The entrance was tucked next to a railway crossing gate, behind a small cafe, past a bill board warning of restricted access and the dangers of being too close to a railway track. Rightly so, because safety was usually given a go-by by tourists often found loitering in the path of an oncoming train merrily clicking selfies, behaving as if they were in an amusement park forgetting this was real, gritty, functioning rail infrastructure cutting through a residential neighborhood. Stools and tables were placed all along the track, and very soon I was accosted by a vagabond who insisted I buy something at the cafe or leave. Choosing to stay, I was seated soon enough, a few inches from the steel rails and handed a can of Coca Cola. “You have to time the arrival of a train right,” I remembered being told, “or you might miss the whole thing.” I needn’t have worried, my vagrant had become my local guardian, “Five minutes more,” he said with a grin.
The lane was so narrow that I could stretch out my arms and almost touch both sides. Balconies hung overhead, lines of colorful laundry danced in the breeze, and children darted through with practiced nonchalance. It wasn’t long before the gentle murmur of conversation was interrupted by a distant, rhythmic rumble.
An electric charge rented the air as hundreds of tourists leaned closer to the walls, shopkeepers pulled in stools, and photographers adjusted their lenses. The ground began to tremble slightly, my vagrant told me to get back, farther away from the tracks. And then, with a blare of its horn, the train appeared, a beast of metal and motion, squeezing through the alley with machine-like precision.
It was both terrifying and exhilarating. The train passed so close I could hear metal clanging against metal, the world turning into a rush of sound and vibration, my pulse elevated and my senses wide awake. And just like that, it was gone,the lane fell back into its quiet hum, as if nothing had happened. Everyone began to leave.

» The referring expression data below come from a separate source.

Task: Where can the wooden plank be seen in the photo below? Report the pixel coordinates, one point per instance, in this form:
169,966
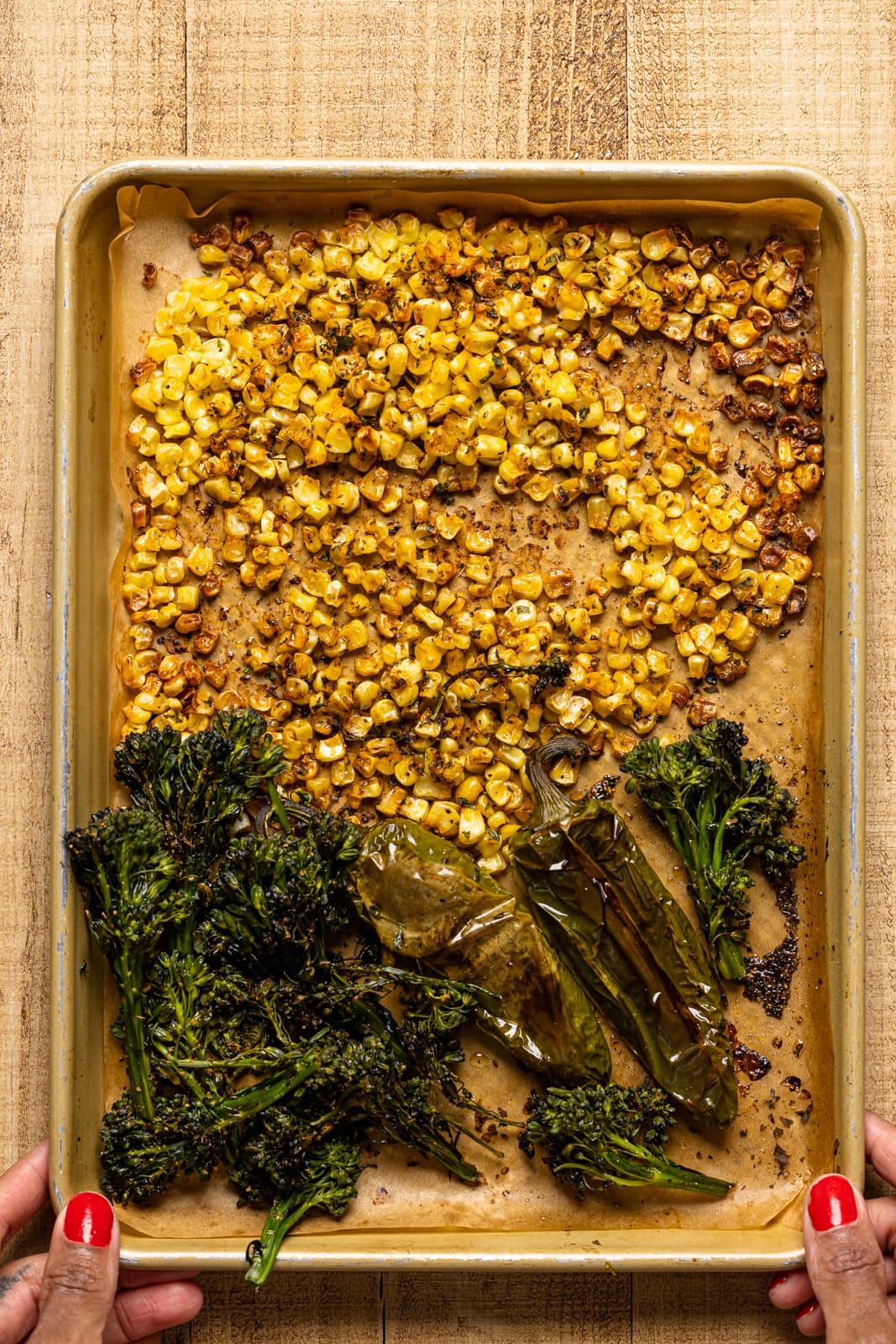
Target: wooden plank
74,96
316,1308
385,78
815,85
506,1308
707,1308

Why did this magical experience of ‘Train Street’ leave me thrilled? Obviously not the train itself, but the juxtaposition of daily life inches away from mechanical danger, by the manner in which residents adapted to trains passing inches away from them. They don’t just live next to the tracks, they thrive beside them, letting tourists like me gawk in wonder, momentarily invited into this delicate dance of danger followed by normalcy.
Shillong too, should soon have a railway line to boost connectivity, tourism and economic growth, to ease travel, link remote areas and reduce dependence on road transport. And when Shillong gets its own ‘Train Street’, the rhythm of the city will surely beat strongest between the rails!